Dr. Jacqueline B. Sallade offers advice for maintaining your mental health.
Greed and cheapness go together. Some people learn these habits in childhood. Others acquire them as compensation for insecurity, feelings of inadequacy or fear of the future. At its best, cheapness and greed help people save money and build financial security. At its worse, cheapness and greed destroy opportunities and relationships.
For example, there's a man we'll call Mike who saved lots of money clipping coupons, sending in for rebates and scrimping on everything. He didn't live too small but got the best bargain on everything. People admired his rusted car, his good savings account and his ability to retire young. However, he was afraid to start a business, to go on vacation and repair his property at the same time and to spend money in a way which would make his wife happy. He guarded every cent with the exception of paying for his children's education. In some ways, he made out OK. But he lost his perspective and integrity along the way. Poor guy.

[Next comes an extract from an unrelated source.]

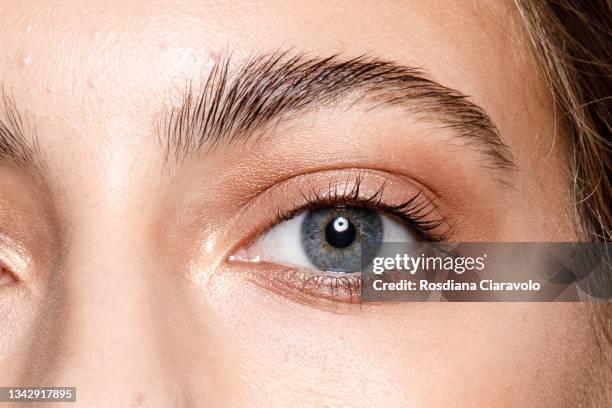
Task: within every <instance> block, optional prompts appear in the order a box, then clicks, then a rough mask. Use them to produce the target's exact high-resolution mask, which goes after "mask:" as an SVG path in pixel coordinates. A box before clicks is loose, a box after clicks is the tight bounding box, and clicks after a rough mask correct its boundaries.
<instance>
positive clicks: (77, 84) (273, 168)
mask: <svg viewBox="0 0 612 408" xmlns="http://www.w3.org/2000/svg"><path fill="white" fill-rule="evenodd" d="M491 3H492V4H485V3H484V2H473V1H465V2H463V1H454V0H453V1H451V0H448V1H438V2H435V3H434V4H431V3H429V2H427V4H425V3H424V2H419V1H408V2H406V1H402V2H400V1H397V2H393V1H392V2H385V3H384V5H382V6H381V5H380V4H376V3H374V2H372V3H364V4H360V6H359V7H355V5H354V3H353V2H349V1H346V2H340V1H339V2H306V3H300V6H299V7H297V6H296V5H295V4H291V3H290V2H284V1H266V2H240V3H238V4H236V3H235V2H205V1H201V2H190V1H183V2H170V1H140V0H133V1H132V0H130V1H122V2H114V1H109V2H105V4H104V5H100V4H99V2H94V1H62V2H59V1H57V2H55V1H52V2H44V4H43V3H40V4H30V3H28V4H25V3H16V2H13V1H1V2H0V19H1V21H2V22H3V24H2V25H0V38H3V39H10V41H2V42H0V56H1V58H0V81H1V83H2V87H3V90H4V93H5V94H6V100H7V101H14V104H15V108H14V109H13V110H11V109H10V105H11V103H6V101H5V105H9V107H8V108H9V109H5V112H4V115H2V116H0V117H1V118H2V120H3V121H4V122H6V123H10V122H11V120H10V118H11V112H14V111H15V109H18V110H19V117H20V118H21V121H20V122H17V123H18V124H21V129H22V130H23V132H22V133H23V136H24V139H25V140H26V142H27V143H26V150H28V151H30V150H35V153H36V152H37V153H36V154H31V155H29V156H28V157H30V161H28V160H17V159H14V158H13V159H9V158H8V156H9V155H3V156H7V158H6V159H4V160H2V161H1V163H0V192H1V196H0V247H1V248H0V266H2V269H1V271H2V272H1V273H2V275H0V284H1V286H0V367H1V368H2V369H1V370H0V385H3V386H9V385H14V386H20V385H23V386H26V385H41V386H42V385H48V386H50V385H57V386H76V387H77V391H78V402H77V405H79V406H88V407H91V406H118V407H123V406H125V407H128V406H151V407H155V406H159V407H162V406H164V407H170V406H228V407H231V406H252V405H255V406H301V405H304V406H338V405H342V406H417V407H421V406H466V407H473V406H500V407H502V406H524V405H529V406H534V407H535V406H543V407H545V406H568V407H571V406H577V405H578V404H579V403H580V402H581V401H584V400H585V398H587V397H588V395H589V394H590V393H591V390H590V388H589V387H590V386H591V384H592V383H593V381H592V378H591V377H590V375H591V374H590V373H591V371H590V370H589V368H590V367H591V366H592V364H593V361H594V360H596V359H597V355H596V350H595V346H594V344H595V340H594V334H593V333H592V331H591V329H590V326H589V324H588V317H587V311H586V308H585V306H584V305H581V304H573V303H568V304H562V303H551V304H523V303H503V304H501V303H500V304H477V303H475V304H453V303H423V304H420V303H419V304H410V303H406V304H388V305H378V306H376V307H374V306H368V305H339V304H337V303H334V302H333V301H330V300H326V299H324V298H320V299H319V298H317V299H312V296H310V297H309V299H308V301H304V299H302V298H300V296H302V295H298V294H295V293H293V291H279V290H275V287H274V284H271V283H270V278H269V276H279V279H281V277H280V275H279V274H276V275H275V274H274V271H273V269H274V268H275V266H273V265H269V264H265V263H263V264H259V265H253V264H249V263H245V262H242V263H241V262H229V261H228V258H229V257H230V256H231V255H233V254H236V253H241V252H240V251H247V252H248V251H249V250H251V249H252V248H251V246H252V245H253V243H254V241H256V239H257V238H258V236H259V235H261V233H262V232H265V231H266V230H267V229H269V228H271V227H272V226H273V225H275V224H276V223H278V222H280V220H278V214H279V213H289V212H291V211H294V210H296V209H299V208H300V207H301V206H303V205H304V204H305V203H304V198H305V194H304V192H305V191H306V192H308V191H316V192H317V193H318V194H321V195H327V196H334V195H337V194H338V192H342V191H351V189H353V190H354V185H355V184H359V192H360V194H361V195H362V196H363V197H367V196H368V195H372V194H374V193H376V192H377V191H378V190H380V188H381V186H382V185H384V186H385V188H384V200H385V202H386V203H387V204H388V205H390V206H392V205H397V204H399V203H402V202H405V201H406V200H408V199H410V198H411V197H413V196H414V195H416V194H417V193H419V192H421V194H422V196H421V199H423V200H426V201H425V202H426V203H427V205H428V206H430V207H431V208H432V211H431V212H430V213H429V214H428V215H427V216H428V217H431V219H432V220H437V219H444V220H445V221H444V223H443V224H440V225H439V226H438V227H437V231H433V232H437V233H445V232H447V231H452V234H453V235H452V239H453V240H455V241H465V242H470V241H500V242H505V241H519V242H520V241H524V242H529V241H572V240H574V239H575V233H574V230H573V229H574V221H573V219H572V216H571V212H570V210H569V209H570V208H571V206H570V203H571V198H570V196H569V193H568V180H569V176H568V174H567V170H566V167H565V163H566V162H567V160H566V158H565V152H564V145H563V141H562V140H561V139H562V137H561V135H559V134H557V129H555V126H554V123H555V115H554V112H553V109H552V102H551V100H550V97H549V95H548V93H547V90H546V86H545V82H544V79H543V77H542V76H541V75H540V74H539V73H538V67H537V66H536V64H535V62H534V60H533V58H532V57H531V54H530V52H529V50H528V48H527V46H526V42H525V40H524V38H523V34H522V33H521V30H520V27H519V26H518V24H517V23H516V22H515V18H514V10H513V8H512V4H511V3H510V2H508V3H507V4H506V3H503V2H495V4H493V2H491ZM283 51H286V52H287V54H286V58H285V57H283V58H284V59H282V60H281V61H286V59H287V58H291V56H296V55H303V58H304V60H306V61H314V62H311V63H314V64H315V65H316V62H317V61H321V60H325V59H326V58H330V57H332V56H336V57H335V58H336V60H334V61H336V62H338V63H343V62H346V61H350V60H352V59H355V58H360V57H363V56H365V57H363V58H365V59H366V60H367V61H372V60H380V61H389V62H390V63H392V64H394V65H397V66H401V67H410V68H412V67H414V68H415V69H418V70H419V72H422V73H423V75H425V76H426V77H427V78H429V79H431V80H432V81H435V83H436V84H440V85H441V86H443V87H446V88H448V89H451V90H454V91H456V92H460V93H462V94H465V95H468V96H469V98H468V99H467V100H468V101H469V102H470V103H471V104H473V105H474V106H475V107H478V108H479V109H481V110H482V112H484V114H485V115H486V118H489V119H490V121H491V122H492V124H494V128H495V129H494V133H495V134H497V135H498V136H499V137H500V139H501V141H502V142H503V146H505V148H507V153H508V154H509V155H510V156H509V157H511V160H512V162H513V166H509V168H503V167H504V166H499V165H497V166H496V165H493V164H491V161H490V160H491V157H490V155H489V156H487V155H486V154H483V148H482V146H480V145H479V144H478V143H476V142H474V141H473V140H472V139H470V138H465V137H463V138H462V137H460V134H459V133H460V132H459V131H458V129H457V127H456V126H455V127H453V126H449V123H448V122H449V120H451V119H452V116H450V115H449V113H448V112H447V111H444V110H442V111H440V110H439V109H438V110H437V111H436V112H434V113H435V115H434V114H431V113H424V111H423V110H422V109H421V110H419V106H421V105H418V104H417V103H416V102H414V91H411V92H413V93H411V94H410V95H409V96H410V97H407V98H406V99H408V102H407V103H389V101H390V100H389V97H390V96H398V95H397V89H395V90H394V92H396V93H395V94H392V95H387V94H385V95H381V94H377V95H372V89H371V88H367V86H365V85H361V88H359V87H357V88H350V92H348V93H347V95H342V97H336V98H331V99H329V100H328V99H326V100H324V101H323V100H318V99H316V98H315V100H314V102H311V103H310V105H309V106H308V107H307V108H304V109H298V108H296V107H295V106H294V108H293V109H291V110H288V111H287V112H286V113H285V114H284V115H281V117H278V118H277V117H275V118H273V119H272V120H271V121H270V122H269V123H266V125H265V126H262V127H260V128H258V129H255V130H254V132H253V135H252V137H251V138H249V140H242V141H236V142H231V143H230V142H228V143H218V144H214V143H212V142H210V140H205V141H204V142H203V143H202V145H201V146H199V145H198V146H199V148H193V149H191V150H192V151H190V153H189V154H188V155H186V154H185V155H182V154H176V152H177V148H176V145H177V143H176V138H177V137H178V138H180V137H181V136H180V135H182V134H183V135H184V133H181V132H178V133H177V132H176V131H174V130H175V129H176V128H175V127H173V126H178V125H175V123H177V117H176V115H177V114H178V113H180V112H181V108H182V107H185V106H187V107H188V108H191V109H192V110H189V109H184V111H189V112H197V111H198V110H197V107H195V105H193V104H191V105H190V104H189V95H190V90H191V92H192V95H193V98H195V99H196V100H198V99H201V98H200V95H201V93H202V92H204V93H205V92H206V90H207V89H210V87H207V85H206V81H207V79H208V78H210V77H211V73H212V72H215V70H218V69H219V67H223V66H225V65H226V66H228V78H231V79H232V80H234V81H235V80H236V78H237V77H239V75H237V73H240V72H242V71H240V68H241V67H244V65H245V64H248V62H249V61H252V60H253V59H257V58H264V59H266V58H268V59H269V58H271V57H270V56H275V55H279V52H280V53H282V52H283ZM230 56H231V57H230ZM224 64H225V65H224ZM354 68H355V67H354ZM357 68H359V67H356V68H355V69H357ZM272 72H276V71H275V70H274V69H272ZM317 72H318V71H317ZM328 74H329V72H328ZM266 78H267V79H268V80H269V79H270V77H266ZM364 81H365V80H364ZM335 82H336V83H337V82H339V81H338V78H336V81H335ZM340 82H341V81H340ZM377 84H379V82H377ZM269 86H270V87H269V88H268V93H267V94H266V95H267V96H268V97H270V96H271V94H270V92H272V93H273V91H274V89H273V88H274V87H273V86H272V85H269ZM311 86H313V85H312V84H310V85H308V86H307V88H308V87H311ZM376 89H378V88H376ZM421 89H422V88H421ZM226 96H227V95H226ZM410 98H413V99H410ZM427 103H430V104H431V103H433V102H431V101H428V102H427ZM206 106H208V107H209V109H212V108H211V107H214V106H215V103H214V100H213V102H210V100H209V105H206ZM428 106H429V105H428ZM173 113H174V115H175V116H173ZM210 115H212V117H214V114H209V116H210ZM192 116H195V117H198V116H197V115H196V114H195V113H194V114H193V115H192ZM199 118H200V119H202V117H201V116H200V117H199ZM464 119H465V118H464ZM211 120H212V119H211ZM178 123H180V121H178ZM194 123H195V122H194ZM219 126H220V125H219ZM13 130H14V129H13ZM169 130H172V132H170V133H172V135H173V137H174V138H175V140H174V144H172V143H168V140H169V139H168V136H169ZM195 133H197V132H195ZM234 133H235V132H234ZM177 134H178V136H177ZM227 134H229V135H232V134H233V133H232V128H230V129H229V131H228V132H227ZM178 145H179V146H183V147H184V146H185V145H184V144H180V143H179V144H178ZM179 151H180V149H179ZM183 151H184V150H183ZM13 156H15V155H13ZM22 159H23V158H22ZM306 195H307V194H306ZM250 248H251V249H250ZM266 274H267V275H266ZM270 274H271V275H270Z"/></svg>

Then, there was the wealthy lawyer whom we'll call Jim. He spent money only on what he absolutely wanted,including some charities, saved and invested everything possible and made his wife and children beg for their little luxuries. If he didn't think it was imposrtant, it didn't exist. Control is part of cheapness and greed. He had control at the expense of his loved ones' self-esteem.
Bargains are grest. Splurging, borrowing out of control, and spending what we can't afford is messy and stupid. Yet, cheapness and greed in the extreme hurt as well. Sometimes, it's necessary to spend a little more to have the life we want and preserve self-respect.